Kubernetes Horizontal Pod Autoscaler
Kubernetes Horizontal Pod AutoScaler
What is HPA?
lab@k8s1:~$ kubectl autoscale -h
Creates an autoscaler that automatically chooses and sets the number of pods that run in a Kubernetes cluster.
Looks up a deployment, replica set, stateful set, or replication controller by name and creates an autoscaler that uses
the given resource as a reference. An autoscaler can automatically increase or decrease number of pods deployed within
the system as needed.
Examples:
# Auto scale a deployment "foo", with the number of pods between 2 and 10, no target CPU utilization specified so a
default autoscaling policy will be used
kubectl autoscale deployment foo --min=2 --max=10
# Auto scale a replication controller "foo", with the number of pods between 1 and 5, target CPU utilization at 80%
kubectl autoscale rc foo --max=5 --cpu-percent=80
Options:
--allow-missing-template-keys=true: If true, ignore any errors in templates when a field or map key is missing in
the template. Only applies to golang and jsonpath output formats.

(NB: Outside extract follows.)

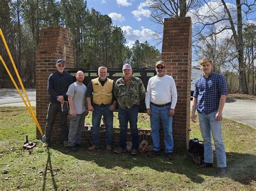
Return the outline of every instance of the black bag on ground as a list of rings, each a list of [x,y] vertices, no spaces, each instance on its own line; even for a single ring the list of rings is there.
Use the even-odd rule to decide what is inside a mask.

--cpu-percent=-1: The target average CPU utilization (represented as a percent of requested CPU) over all the
pods. If it's not specified or negative, a default autoscaling policy will be used.
--dry-run='none': Must be "none", "server", or "client". If client strategy, only print the object that would be
sent, without sending it. If server strategy, submit server-side request without persisting the resource.
--field-manager='kubectl-autoscale': Name of the manager used to track field ownership.
-f, --filename=[]: Filename, directory, or URL to files identifying the resource to autoscale.
-k, --kustomize='': Process the kustomization directory. This flag can't be used together with -f or -R.
--max=-1: The upper limit for the number of pods that can be set by the autoscaler. Required.
--min=-1: The lower limit for the number of pods that can be set by the autoscaler. If it's not specified or
negative, the server will apply a default value.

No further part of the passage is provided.